What are common challenges in working with recombinant Y. pestis atpE and how can they be addressed?

Working with recombinant Y. pestis atpE presents several technical challenges due to its nature as a small, hydrophobic membrane protein. The following table outlines common issues and their solutions:

Addressing these challenges requires careful optimization of each step from expression to storage, with particular attention to maintaining the native-like environment for this membrane protein.

How should researchers design experiments to study the interaction between Y. pestis atpE and potential inhibitors?
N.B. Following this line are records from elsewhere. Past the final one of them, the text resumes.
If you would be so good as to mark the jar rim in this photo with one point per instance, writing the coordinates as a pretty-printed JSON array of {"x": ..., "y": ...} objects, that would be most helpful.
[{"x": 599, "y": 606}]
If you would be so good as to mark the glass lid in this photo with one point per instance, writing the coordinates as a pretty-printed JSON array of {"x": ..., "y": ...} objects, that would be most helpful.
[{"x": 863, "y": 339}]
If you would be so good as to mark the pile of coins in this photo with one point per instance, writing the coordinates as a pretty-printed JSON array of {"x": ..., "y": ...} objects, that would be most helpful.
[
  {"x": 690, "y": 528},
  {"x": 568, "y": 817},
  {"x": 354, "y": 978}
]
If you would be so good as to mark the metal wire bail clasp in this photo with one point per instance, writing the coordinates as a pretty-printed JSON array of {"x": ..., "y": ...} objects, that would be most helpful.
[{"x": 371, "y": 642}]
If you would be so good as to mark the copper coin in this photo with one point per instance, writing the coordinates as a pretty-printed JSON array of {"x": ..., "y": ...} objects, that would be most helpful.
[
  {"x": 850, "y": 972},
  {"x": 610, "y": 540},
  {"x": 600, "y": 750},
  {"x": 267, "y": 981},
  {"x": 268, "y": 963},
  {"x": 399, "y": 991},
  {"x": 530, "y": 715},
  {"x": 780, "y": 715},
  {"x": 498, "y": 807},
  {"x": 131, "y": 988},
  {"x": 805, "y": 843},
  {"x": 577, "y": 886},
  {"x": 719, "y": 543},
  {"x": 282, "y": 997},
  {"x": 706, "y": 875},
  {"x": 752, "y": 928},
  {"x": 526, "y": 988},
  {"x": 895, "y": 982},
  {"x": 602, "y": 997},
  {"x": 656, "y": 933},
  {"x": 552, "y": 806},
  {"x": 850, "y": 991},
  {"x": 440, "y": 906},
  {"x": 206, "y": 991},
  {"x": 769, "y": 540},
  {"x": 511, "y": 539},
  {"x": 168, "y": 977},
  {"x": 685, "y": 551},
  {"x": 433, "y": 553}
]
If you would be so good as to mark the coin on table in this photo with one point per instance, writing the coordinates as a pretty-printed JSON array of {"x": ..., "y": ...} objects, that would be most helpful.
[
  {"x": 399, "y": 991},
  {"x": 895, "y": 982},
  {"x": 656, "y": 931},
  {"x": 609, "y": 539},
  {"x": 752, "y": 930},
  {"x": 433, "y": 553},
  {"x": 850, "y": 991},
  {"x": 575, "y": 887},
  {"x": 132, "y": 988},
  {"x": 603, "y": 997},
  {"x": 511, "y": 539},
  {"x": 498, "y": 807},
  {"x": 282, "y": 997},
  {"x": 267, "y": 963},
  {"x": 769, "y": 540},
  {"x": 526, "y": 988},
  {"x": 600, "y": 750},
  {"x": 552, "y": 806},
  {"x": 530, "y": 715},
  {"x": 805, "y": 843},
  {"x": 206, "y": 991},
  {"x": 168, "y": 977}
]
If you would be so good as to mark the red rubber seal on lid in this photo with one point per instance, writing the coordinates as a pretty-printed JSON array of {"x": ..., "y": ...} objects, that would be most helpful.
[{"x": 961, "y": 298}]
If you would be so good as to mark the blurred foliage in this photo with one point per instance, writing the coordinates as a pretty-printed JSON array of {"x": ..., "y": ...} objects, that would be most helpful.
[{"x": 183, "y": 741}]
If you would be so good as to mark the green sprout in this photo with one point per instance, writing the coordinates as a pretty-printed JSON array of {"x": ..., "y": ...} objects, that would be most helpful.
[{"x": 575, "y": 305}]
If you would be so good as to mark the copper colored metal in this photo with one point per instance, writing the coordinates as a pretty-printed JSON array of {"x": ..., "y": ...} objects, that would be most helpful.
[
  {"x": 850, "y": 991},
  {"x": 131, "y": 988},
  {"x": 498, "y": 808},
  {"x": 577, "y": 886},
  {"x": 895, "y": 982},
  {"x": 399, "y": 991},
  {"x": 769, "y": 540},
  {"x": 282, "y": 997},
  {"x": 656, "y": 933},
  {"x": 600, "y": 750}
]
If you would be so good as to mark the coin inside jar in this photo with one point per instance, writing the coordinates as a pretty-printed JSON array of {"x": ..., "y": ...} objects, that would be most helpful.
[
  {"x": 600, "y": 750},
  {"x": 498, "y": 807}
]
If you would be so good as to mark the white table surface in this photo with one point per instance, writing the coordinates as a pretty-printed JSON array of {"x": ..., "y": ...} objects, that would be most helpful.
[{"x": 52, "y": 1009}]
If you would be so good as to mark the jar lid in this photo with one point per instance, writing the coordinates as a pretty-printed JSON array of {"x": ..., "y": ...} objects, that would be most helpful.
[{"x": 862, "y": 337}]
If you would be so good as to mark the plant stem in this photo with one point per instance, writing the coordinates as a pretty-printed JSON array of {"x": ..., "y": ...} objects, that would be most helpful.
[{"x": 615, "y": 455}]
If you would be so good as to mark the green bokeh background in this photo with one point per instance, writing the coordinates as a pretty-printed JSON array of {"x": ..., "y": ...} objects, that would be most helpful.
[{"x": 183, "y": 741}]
Designing robust experiments to study interactions between Y. pestis atpE and potential inhibitors requires a multi-faceted approach combining biophysical, biochemical, and computational methods:

• Initial Screening Approaches:

  • In silico screening:

    • Molecular docking using homology models of Y. pestis atpE

    • Virtual screening of compound libraries against predicted binding pockets

    • Selection of compounds with predicted favorable binding energies

  • Thermal shift assays:

    • Differential scanning fluorimetry to detect stabilizing compounds

    • Comparison of melting temperatures (Tm) in presence vs. absence of compounds

    • High-throughput format suitable for initial compound screening

• Direct Binding Assays:

  • Isothermal Titration Calorimetry (ITC):

    • Quantitative measurement of binding thermodynamics

    • Determination of binding constants, stoichiometry, enthalpy, and entropy

    • Protocol modification for membrane proteins in detergent micelles

  • Surface Plasmon Resonance (SPR):

    • Real-time binding kinetics measurements

    • Association and dissociation rate constants determination

    • Immobilization strategies optimized for membrane proteins

• Functional Inhibition Assays:

  • Reconstituted liposome systems:

    • Measurement of proton translocation in presence of inhibitors

    • Detection of inhibition using pH-sensitive fluorescent dyes

    • Dose-response curves to determine IC50 values

  • Whole-cell ATP synthesis inhibition:

    • Assessment of cellular ATP levels using luciferase-based assays

    • Correlation between inhibitor concentration and ATP production

    • Control experiments with other energy-producing pathways

• Structural Studies of Inhibitor Binding:

  • X-ray crystallography or cryo-EM:

    • Co-crystallization or soaking with inhibitors

    • Structure determination of atpE-inhibitor complexes

    • Identification of binding sites and interaction mechanisms

  • NMR spectroscopy:

    • Chemical shift perturbation assays for mapping binding sites

    • STD-NMR for epitope mapping of bound inhibitors

    • HSQC experiments to monitor conformational changes

• Validation in Biological Systems:

  • Growth inhibition assays:

    • Correlation between atpE inhibition and bacterial growth inhibition

    • Specificity testing against other bacterial species

    • Cytotoxicity assessment against mammalian cells

  • Resistance development studies:

    • Serial passage in sub-inhibitory concentrations

    • Sequencing of atpE in resistant strains

    • Characterization of resistance mechanisms

This comprehensive experimental design framework enables thorough characterization of inhibitor interactions with Y. pestis atpE and assessment of their potential as antimicrobial agents.